12. Even if, we accept the evidence of P.W.s. 6 and 7 to have been
proved, then also their evidence has no credence inasmuch as
there is no proximity between the time when appellant was
seen last in the company of the deceased and the death of the
deceased, in as much as P.W. 6 himself has testified that 18
days after he saw the appellant in the Police Station, he came
to learn about recovery of dead body of the deceased from the
courtyard of the appellant.
13. So far as the second circumstance is concerned, having
perused the evidence of the witnesses described (Supra), we
find that there are discrepancies in the evidence as submitted
by Mr. De, learned amicus curiae. Some of the witnesses have
testified that they saw the police exhumed the dead body,
seizure of the dead body was made in their presence and
inquest was held. Some of the witnesses have testified that
the appellant showed the place where the dead body was
buried. One of the witness has testified that the appellant
showed to some place which was dug but noting was found
and on digging another spot the dead body was exhumed. If
all the aforesaid discrepancies are taken into consideration,
those discrepancies strike at the root of the prosecution case
so far as recovery of the dead body at the instance of the
appellant is concerned and it cannot be held that the
requirement of Section 27 of the Evidence Act has been
satisfied. At best, the entire evidence, even if, accepted may
point out to conduct of the appellant relevant under Section 8
of the Evidence Act and a person cannot be convicted on the
basis of conduct only.
14. The non-examination of the medical officer who held post
mortem also stairs at the face of the prosecution regarding
cause of death.
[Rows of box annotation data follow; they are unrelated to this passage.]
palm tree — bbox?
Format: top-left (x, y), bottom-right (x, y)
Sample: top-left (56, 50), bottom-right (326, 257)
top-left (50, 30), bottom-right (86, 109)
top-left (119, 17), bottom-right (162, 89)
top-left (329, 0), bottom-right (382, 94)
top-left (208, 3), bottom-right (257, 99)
Even if, we accept both the circumstances to
have been proved i.e., i) the appellant was seen last in the
company of the deceased some days prior to the occurrence
not alone but amongst other people; and ii) the appellant
pointed out to the place from where dead body was exhumed
indicative of his conduct under Section 8 of the Evidence Act,
there cannot be completeness of chain to point out to the guilt
of the appellant and none else.
15. In view of our discussion (Supra) and the materials on record,
we set aside the impugned judgment of conviction and order of
sentence passed by the learned Additional Sessions Judge,
Basirhat, North 24 Parganas in Sessions Trial No. 3 (1) of
2006.
16. The appeal is allowed.
17. The appellant being stated to be on bail, he be discharged of
the bail bond.
17. Accordingly, the appeal being CRA 636 of 2007 is disposed of.
18. The L.C.R. be sent down to the Trial Court.